La conjunción de variados factores internos y externos ha derivado en el último tiempo en una sistemática depreciación del peso, fenómeno que a la luz de lo que anticipan los expertos, aún tiene espacio para seguir acentuándose.
De la mano del término del súper ciclo de precios de los commodities, la desaceleración de China, y la normalización monetaria en Estados Unidos, junto a variables de orden interno, la divisa norteamericana parece encaminarse a niveles de $700 por dólar.
Hasta ahora el debate en torno a la evolución de esta variable ha progresado entre quienes advierten de los ineludibles impactos inflacionarios que tiene un dólar alto (en un contexto de una inflación que se encamina a completar dos años sobre el rango meta del Banco Central) y quienes piden restarle dramatismo a la situación, asegurando que un tipo de cambio más alto también trae aparejados efectos positivos en la economía al mejorar la posición relativa del sector exportador.

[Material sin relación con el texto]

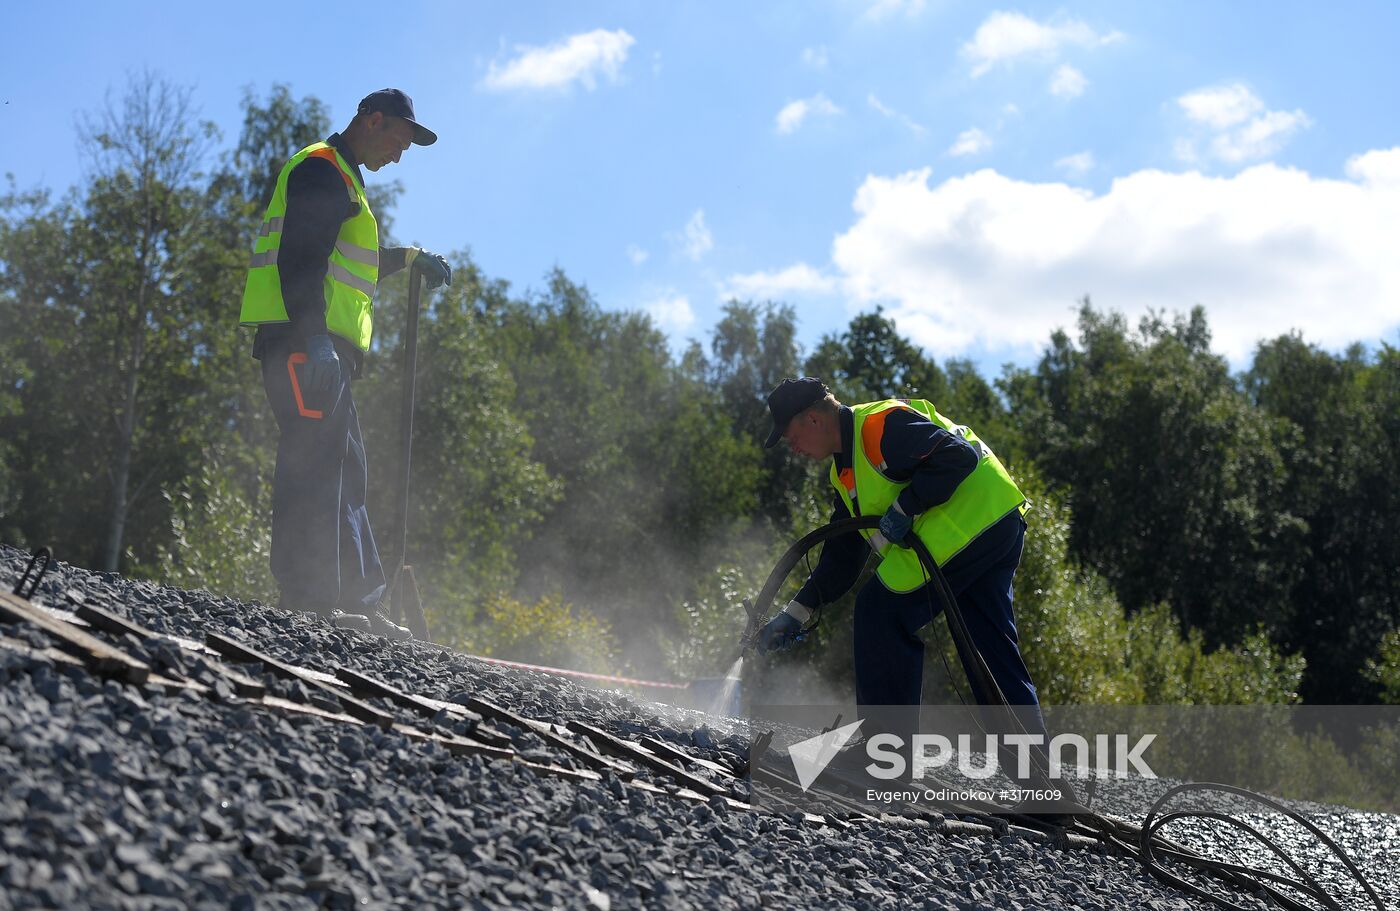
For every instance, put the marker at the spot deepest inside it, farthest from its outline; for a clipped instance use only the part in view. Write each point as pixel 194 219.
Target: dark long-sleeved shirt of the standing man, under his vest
pixel 317 206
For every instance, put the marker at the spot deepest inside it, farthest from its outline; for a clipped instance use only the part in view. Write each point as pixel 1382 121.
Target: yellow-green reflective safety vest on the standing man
pixel 352 269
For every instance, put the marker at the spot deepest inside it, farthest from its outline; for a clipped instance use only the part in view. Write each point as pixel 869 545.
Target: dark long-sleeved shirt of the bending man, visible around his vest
pixel 916 450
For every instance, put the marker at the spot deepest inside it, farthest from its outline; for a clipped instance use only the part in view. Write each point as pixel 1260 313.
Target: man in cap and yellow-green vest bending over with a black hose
pixel 926 478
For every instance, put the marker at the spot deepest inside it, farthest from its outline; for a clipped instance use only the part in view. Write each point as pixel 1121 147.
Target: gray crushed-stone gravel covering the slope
pixel 122 797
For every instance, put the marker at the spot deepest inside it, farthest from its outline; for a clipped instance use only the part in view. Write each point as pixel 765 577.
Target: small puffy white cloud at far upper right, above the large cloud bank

Siendo ambos enfoques válidos, es decir que el aumento de la competitividad de nuestras exportaciones no es gratis en términos del llamado impuesto inflación, lo que se echa de menos en esta disyuntiva es que el repunte de las deprimidas tasas de crecimiento en el país va mucho más allá de "esperar" a que el tipo de cambio insufle actividad a ciertos sectores. La profundidad del problema a nivel de expectativas y tasas de inversión es de tal magnitud que las autoridades corren el riesgo de quedarse cortos a la hora de abordar los desafíos, más aún si desde el mundo político pareciera que hay quienes están dispuestos a aventurarse todavía más allá en el terreno de las incertidumbres.